Students often requested experiments conducted in the field part of the study to be repeated with more controls on fluctuating environmental factors, although never stating which factors they wanted to be controlled. This lack of insight into the difficulty of field experimentation from a class of biology postgraduates was particularly disappointing. This may be because few of the students have sufficient experience in conducting field experiments. Nonetheless, the lack of empathy for authors who successfully carried out a field experiment and presented the results, limited though they may be, was surprising.

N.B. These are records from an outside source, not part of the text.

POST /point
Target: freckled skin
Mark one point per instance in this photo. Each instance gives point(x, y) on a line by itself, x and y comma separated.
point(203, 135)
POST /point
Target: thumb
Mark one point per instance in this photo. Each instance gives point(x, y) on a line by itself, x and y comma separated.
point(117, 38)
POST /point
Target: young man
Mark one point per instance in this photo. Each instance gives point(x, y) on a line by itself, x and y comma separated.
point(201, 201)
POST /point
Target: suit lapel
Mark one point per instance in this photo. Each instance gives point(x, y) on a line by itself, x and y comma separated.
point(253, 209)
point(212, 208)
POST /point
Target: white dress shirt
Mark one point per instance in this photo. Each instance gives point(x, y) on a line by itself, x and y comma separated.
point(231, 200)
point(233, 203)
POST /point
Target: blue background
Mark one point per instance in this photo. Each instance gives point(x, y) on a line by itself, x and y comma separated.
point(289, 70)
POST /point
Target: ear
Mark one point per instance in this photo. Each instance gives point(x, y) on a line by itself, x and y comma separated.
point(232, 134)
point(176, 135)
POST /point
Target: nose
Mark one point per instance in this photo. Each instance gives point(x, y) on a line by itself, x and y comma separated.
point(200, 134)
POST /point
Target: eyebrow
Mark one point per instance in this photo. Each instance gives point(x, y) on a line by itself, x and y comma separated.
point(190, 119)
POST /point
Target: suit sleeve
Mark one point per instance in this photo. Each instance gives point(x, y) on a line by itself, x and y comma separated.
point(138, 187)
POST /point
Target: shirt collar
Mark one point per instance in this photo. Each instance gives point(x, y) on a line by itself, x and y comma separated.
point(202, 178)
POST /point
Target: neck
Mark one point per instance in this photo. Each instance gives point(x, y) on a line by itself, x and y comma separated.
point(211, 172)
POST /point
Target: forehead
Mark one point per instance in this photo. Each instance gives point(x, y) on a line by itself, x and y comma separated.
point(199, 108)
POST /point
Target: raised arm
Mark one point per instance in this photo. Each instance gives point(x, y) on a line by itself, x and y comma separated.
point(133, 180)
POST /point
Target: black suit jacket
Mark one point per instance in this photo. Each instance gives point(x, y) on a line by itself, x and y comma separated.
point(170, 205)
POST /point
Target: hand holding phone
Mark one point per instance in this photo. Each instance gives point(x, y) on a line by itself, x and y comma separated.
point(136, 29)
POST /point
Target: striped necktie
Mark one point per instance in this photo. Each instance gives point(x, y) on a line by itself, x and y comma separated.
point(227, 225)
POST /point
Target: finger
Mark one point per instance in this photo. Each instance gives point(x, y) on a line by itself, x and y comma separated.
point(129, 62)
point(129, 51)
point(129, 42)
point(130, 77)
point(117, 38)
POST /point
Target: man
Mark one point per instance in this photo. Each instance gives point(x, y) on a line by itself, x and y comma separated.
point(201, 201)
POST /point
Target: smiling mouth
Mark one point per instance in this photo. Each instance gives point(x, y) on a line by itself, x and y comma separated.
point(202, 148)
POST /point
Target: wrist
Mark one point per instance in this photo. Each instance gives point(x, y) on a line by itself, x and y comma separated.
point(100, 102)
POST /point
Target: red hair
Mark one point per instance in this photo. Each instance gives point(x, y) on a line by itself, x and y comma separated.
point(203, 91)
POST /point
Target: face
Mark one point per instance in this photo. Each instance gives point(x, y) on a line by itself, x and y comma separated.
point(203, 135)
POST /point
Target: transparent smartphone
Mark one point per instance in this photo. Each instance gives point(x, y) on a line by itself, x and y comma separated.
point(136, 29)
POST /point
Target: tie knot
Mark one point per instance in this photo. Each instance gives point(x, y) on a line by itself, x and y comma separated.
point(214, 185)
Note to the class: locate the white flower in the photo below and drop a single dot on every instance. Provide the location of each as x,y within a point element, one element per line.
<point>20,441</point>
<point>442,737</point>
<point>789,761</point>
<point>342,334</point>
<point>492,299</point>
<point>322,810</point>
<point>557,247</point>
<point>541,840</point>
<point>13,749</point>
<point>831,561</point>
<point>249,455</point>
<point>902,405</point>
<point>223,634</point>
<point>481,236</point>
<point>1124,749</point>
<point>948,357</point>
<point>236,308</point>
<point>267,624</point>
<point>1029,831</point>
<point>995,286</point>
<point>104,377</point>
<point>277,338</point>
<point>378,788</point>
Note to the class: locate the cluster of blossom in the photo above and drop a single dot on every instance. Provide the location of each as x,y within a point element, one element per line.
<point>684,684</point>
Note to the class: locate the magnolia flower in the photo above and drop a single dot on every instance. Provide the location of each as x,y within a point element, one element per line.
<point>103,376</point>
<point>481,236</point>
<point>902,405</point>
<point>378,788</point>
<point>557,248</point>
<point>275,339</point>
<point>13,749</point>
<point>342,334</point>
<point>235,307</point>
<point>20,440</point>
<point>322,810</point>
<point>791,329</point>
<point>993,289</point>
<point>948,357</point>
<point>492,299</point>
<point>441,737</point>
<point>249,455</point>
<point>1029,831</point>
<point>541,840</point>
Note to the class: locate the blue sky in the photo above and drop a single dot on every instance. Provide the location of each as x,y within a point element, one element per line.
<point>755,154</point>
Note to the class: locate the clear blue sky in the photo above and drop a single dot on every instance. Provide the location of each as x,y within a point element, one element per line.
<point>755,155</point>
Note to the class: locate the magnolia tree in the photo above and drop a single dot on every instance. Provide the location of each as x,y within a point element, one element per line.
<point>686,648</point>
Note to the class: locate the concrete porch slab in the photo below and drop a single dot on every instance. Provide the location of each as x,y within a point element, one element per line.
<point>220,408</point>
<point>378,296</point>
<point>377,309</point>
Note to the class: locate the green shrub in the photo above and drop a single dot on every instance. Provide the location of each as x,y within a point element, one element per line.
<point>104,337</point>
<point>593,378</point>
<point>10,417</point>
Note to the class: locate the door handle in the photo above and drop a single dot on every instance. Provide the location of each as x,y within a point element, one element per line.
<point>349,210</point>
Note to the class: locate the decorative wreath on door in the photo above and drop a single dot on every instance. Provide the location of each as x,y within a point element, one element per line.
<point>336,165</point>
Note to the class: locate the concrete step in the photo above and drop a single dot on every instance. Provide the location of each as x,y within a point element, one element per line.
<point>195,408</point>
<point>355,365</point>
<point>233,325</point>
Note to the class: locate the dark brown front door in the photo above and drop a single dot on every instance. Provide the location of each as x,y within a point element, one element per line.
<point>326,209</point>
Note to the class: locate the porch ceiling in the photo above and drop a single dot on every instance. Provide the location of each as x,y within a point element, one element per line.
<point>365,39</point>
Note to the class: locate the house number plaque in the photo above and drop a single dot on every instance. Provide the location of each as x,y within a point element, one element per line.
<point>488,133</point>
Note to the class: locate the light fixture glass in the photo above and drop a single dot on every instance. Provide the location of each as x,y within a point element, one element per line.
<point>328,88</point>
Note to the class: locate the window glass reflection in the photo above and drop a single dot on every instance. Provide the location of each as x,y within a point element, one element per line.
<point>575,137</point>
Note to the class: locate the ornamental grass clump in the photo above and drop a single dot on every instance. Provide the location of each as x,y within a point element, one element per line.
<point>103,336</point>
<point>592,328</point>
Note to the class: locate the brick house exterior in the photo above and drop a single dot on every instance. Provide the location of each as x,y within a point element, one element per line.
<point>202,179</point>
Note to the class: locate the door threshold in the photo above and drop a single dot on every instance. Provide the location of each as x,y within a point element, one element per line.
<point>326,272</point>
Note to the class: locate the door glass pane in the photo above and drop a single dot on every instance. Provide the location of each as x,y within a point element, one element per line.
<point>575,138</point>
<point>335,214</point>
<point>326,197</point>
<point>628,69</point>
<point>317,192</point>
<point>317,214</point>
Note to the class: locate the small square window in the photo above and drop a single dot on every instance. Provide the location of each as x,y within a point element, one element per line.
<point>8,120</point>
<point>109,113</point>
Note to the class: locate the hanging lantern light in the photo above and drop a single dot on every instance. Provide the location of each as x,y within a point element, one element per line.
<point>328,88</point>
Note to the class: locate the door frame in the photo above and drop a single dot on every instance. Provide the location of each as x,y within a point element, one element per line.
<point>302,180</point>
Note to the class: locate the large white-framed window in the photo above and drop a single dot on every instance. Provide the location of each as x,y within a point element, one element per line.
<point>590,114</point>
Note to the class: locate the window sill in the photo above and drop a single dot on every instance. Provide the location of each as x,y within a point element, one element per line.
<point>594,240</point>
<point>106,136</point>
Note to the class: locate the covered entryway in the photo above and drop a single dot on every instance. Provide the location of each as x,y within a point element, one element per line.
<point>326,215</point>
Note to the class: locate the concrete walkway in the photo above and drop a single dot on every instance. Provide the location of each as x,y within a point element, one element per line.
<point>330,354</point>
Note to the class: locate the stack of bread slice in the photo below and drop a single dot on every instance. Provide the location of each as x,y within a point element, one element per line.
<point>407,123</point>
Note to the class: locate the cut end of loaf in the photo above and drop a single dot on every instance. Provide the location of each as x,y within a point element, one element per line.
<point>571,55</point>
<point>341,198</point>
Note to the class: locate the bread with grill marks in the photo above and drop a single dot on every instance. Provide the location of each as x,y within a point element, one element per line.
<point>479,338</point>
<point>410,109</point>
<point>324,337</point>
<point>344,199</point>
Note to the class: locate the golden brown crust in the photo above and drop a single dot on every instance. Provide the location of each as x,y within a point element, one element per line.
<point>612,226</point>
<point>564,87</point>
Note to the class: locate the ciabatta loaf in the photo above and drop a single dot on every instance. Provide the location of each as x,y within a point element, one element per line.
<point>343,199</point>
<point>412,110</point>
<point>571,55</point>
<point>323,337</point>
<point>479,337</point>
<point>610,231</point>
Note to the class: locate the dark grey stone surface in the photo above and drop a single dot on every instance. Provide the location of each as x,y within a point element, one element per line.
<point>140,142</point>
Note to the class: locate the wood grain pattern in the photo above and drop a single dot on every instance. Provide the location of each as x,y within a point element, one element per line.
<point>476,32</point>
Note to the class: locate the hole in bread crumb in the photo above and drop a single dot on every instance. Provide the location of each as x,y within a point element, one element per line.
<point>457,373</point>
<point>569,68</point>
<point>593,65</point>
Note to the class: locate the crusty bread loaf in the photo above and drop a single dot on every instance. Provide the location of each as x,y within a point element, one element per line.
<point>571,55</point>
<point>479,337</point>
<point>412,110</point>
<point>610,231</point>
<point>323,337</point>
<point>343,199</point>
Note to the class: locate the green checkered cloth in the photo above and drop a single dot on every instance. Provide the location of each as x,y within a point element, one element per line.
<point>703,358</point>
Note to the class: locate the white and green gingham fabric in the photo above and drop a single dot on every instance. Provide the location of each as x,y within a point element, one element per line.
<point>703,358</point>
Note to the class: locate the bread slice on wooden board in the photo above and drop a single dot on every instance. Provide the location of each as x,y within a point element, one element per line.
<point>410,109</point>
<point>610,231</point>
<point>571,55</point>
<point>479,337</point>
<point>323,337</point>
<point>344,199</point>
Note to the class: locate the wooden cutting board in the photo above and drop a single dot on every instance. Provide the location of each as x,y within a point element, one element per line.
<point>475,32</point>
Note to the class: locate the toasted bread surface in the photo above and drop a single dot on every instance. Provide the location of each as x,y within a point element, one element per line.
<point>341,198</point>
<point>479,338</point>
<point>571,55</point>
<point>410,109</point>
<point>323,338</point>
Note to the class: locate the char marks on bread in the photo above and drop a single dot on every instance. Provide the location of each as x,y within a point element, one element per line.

I had asked students to draw attention to the good in the manuscript for praise as well as negative aspects. However, those who wrote much of their review as praise did so without drawing attention to any specific points in the manuscript. Much in the same way that other students were highly critical without being able to say why. I think that this “arm-waving” approach to peer review is indicative of someone who really doesn’t understand what they are reading but feels the need to write something (in this case because they had to for an assignment). Again, this felt familiar to many reviews received where reviewers try to set a tone of their impression, but then fail to find any specifics that can back up that feeling.
Although these students were not experts on the contents of the manuscript, and are unlikely ever to be called upon to review something similar, many of the comments that they made felt familiar and could even be considered generic of a bad review. This despite being coached immediately prior to the assignment in how to conduct a good review.
In conclusion
I think post-graduate students conducting peer review is a great learning exercise, but that it is also very insightful for me when reading what they decide to pull out. Peer review is difficult. It appears to bring out prejudices even when we know that these should be suppressed. These insights should be useful for editors when assessing manuscripts on the basis of peer review.